Unless you say that boost is terrible, we should just switch. Boost math folks actively maintain this function. So it’s better to let them maintain and test it. If it’s bad then we should file an issue to them. The future maintenance burden is with them which is great for us. That’s why I would switch without thinking at this point (one more look at performance would be good).

That’s the one, thanks!

So boost is definitely slower for small arguments (>2x slower) but Stan’s absolute error vs. boost steps up from tiny to >1.5 at x <= 0.0001 and Stan’s relative error therefore blows up.

timing fig: boost-in-red.pdf (12.3 KB)

absolute error fig: stan-trigamma-error-step.pdf (4.3 KB)

Since <1e-4 is a region that’s probably going to get hit when this is used in a sampler and the error really changes dramatically (and it’s no question Stan has the problem no boost) it makes sense to switch over.

Did you avoid the propagation from boost which converts double arguments to long double internally?

2x slowdown is what I saw for lgamma as well when using this (default) over propagation. You can refer to the lgamma branch I have to see how to override it.

(Thanks for all the effort)

EDIT: I just looked myself into the performance of this and this is what I get for 10^5 calls:

BM_old_boost_median     198590 ns     198328 ns       3596 ## boost with defaults
BM_boost_median         109344 ns     109096 ns       6088 ## boost without overpropagation
BM_stan_median           62312 ns      62208 ns      11497 ## stan

So maybe we switch as you suggest, but file an issue for boost math where we point out that obviously some argument ranges of the function can be computed faster. Then they can consider using that for a sub-range (they do that sort of thing).

yech, I had caclulated the relative error backwards, did it as (f(x) - g(x))/g(x) this time…t

so the error for us spikes (to 1.5e-8) at 1e-4 and decays as you go to zero (that makes sense now). There are some spikes up to 6e-9 through x=6, and I haven’t checked yet on the later values.

I get slightly different values for the timings (this is boost/stan in black and boost (with no-promote policy) / stan in red: no-promote-in-red

So I guess the mean values are not that meaningful. This is in the 0-10 range, I know I should run another test for higher values at some point.

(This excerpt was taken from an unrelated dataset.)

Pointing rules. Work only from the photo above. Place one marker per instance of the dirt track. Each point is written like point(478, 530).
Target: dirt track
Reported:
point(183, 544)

The problem was second and third derivatives of trigamma using finite differences that were low precision vs. our autodiff.

Is it templated enough to autodiff through? It’s a one-argument function, so it should be.

This raises another point that a stan::math::var is not considered a Boost::Real and thus does not work well with all Boost Math functions. I think it would need some more things defined.

https://www.boost.org/doc/libs/1_71_0/boost/math/concepts/real_concept.hpp

The boost math includes the polygamma function which is the nth derivative of the log-gamma. So we can just use that.

We should probably test the boost math trigamma with your new test framework to see if it is robust under this testing procedure which showed not ideal behaviour. Let me see if I can figure that out.

We should make sure var and fvar<T> work with that concept if T works with that concept. But I think our value for fvar<T> is off, as it returns something of type T, not of double. I’m not sure we can make that work.

I don’t see anything else there that’s not implement. Did you see something we’re missing or know how to test if we’ve got it all (or as much of it as we can)?